I mentioned the other day that my lower half is filled with bruises. I can’t believe how much I walk into things on a daily basis that remind me where these bruises are located. It’s bad enough to be bruised and broken, but to bump into them constantly adds a whole other layer. Today I somewhat sabotaged my effort to get out there for a run, because I was nervous my legs would get even more purple. I know that’s not true, but man, I am kind of avoiding exercise.
So, let’s first look at the damage… my ripped up arch from rock climbing: Don’t try this at home.
My scrapped up leg from a) walking into an open drawer and b) rock climbing.
My other bruised shin from… I’m not quite sure, but let’s go with rock climbing + my tendonitis brace.
And, there are more bruises above my knee caps, but they didn’t photograph too well.
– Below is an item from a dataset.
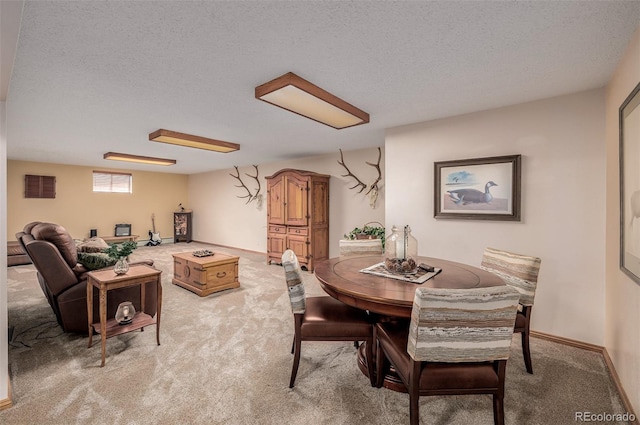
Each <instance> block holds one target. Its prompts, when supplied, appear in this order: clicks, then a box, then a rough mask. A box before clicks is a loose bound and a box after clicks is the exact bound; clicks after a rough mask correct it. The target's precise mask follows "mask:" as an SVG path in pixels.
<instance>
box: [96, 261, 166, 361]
mask: <svg viewBox="0 0 640 425" xmlns="http://www.w3.org/2000/svg"><path fill="white" fill-rule="evenodd" d="M161 274H162V271H160V270H157V269H154V268H153V267H149V266H147V265H143V264H141V265H135V266H131V267H130V268H129V271H128V272H127V273H125V274H122V275H116V274H115V272H114V271H113V270H99V271H93V272H89V273H88V275H87V317H88V323H89V348H91V344H92V341H93V331H94V330H95V331H96V332H97V333H99V334H100V336H101V341H102V364H101V365H100V367H102V366H104V361H105V357H106V351H107V338H109V337H112V336H115V335H121V334H123V333H127V332H131V331H135V330H137V329H142V328H144V327H145V326H150V325H153V324H154V323H155V325H156V341H157V343H158V345H160V311H161V309H162V283H161V277H160V275H161ZM149 282H153V283H155V284H156V286H157V298H156V306H157V308H156V316H155V318H154V317H151V316H150V315H148V314H147V313H145V312H144V305H145V284H147V283H149ZM135 285H138V286H140V307H141V310H142V311H137V312H136V314H135V316H134V318H133V321H132V322H131V323H129V324H126V325H120V324H119V323H118V322H116V320H115V318H110V319H107V291H109V290H111V289H117V288H125V287H128V286H135ZM94 286H95V287H96V288H98V289H99V290H100V321H99V322H96V323H92V320H93V287H94Z"/></svg>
I need to start following my word for May: Commit
Since becoming pregnant, oh, so long ago, I feel like I have been horrible when it comes to committing to anything. I barely can make a decision to order dinner from a menu, let alone commit to training plans and everything else under the sun. I feel like my brain has gone on the fritz and I’ve been working diligently the past six months to reconnect some wiring. Anybody else experience this?
I want to commit to getting my workouts in for the month of May. Not only finishing them, but committing to getting up at 5am every day and working out – will I regret saying – weekends included.
5am. Five am. Five a m.
My morning mantra: Do you want to run this marathon or not? I just hope the answer is always a resounding YES. Or I could just repeat “commit” and think as few thoughts as possible while I run out the door, before I know what’s happening.
I haven’t done the greatest job of putting on my oxygen mask first, and then caring for those around me. Instead, I’ve been gasping for air, barely making it through, exhausted, stressed and breaking down (see: bruises/tendonitis) while doing for everyone, but me. Oh, cry me a river, I say to myself. So many people have it worse.
I will get through this slump, as I have made it through several more severe slumps in the past year. Once my body is back in full motion, it’ll feel like the entire world has changed for the better. It’s amazing what a short run will do to one’s whole perception…
Oh, and I forgot to mention that for Miles’ birthday he got his very own box of personalized Goldfish from my Aunt Bee. How awesome are these?? I finally let him have some 🙂
When I feel like a whiney punk, I just look at those chipmunk teeth smiling wide. Where did this happy child come from? He’s always smiling, playing, loving and soooooo easy to go to bed. He’s like the awesomest kid ever. No, you can’t have him. He’s my baby guy.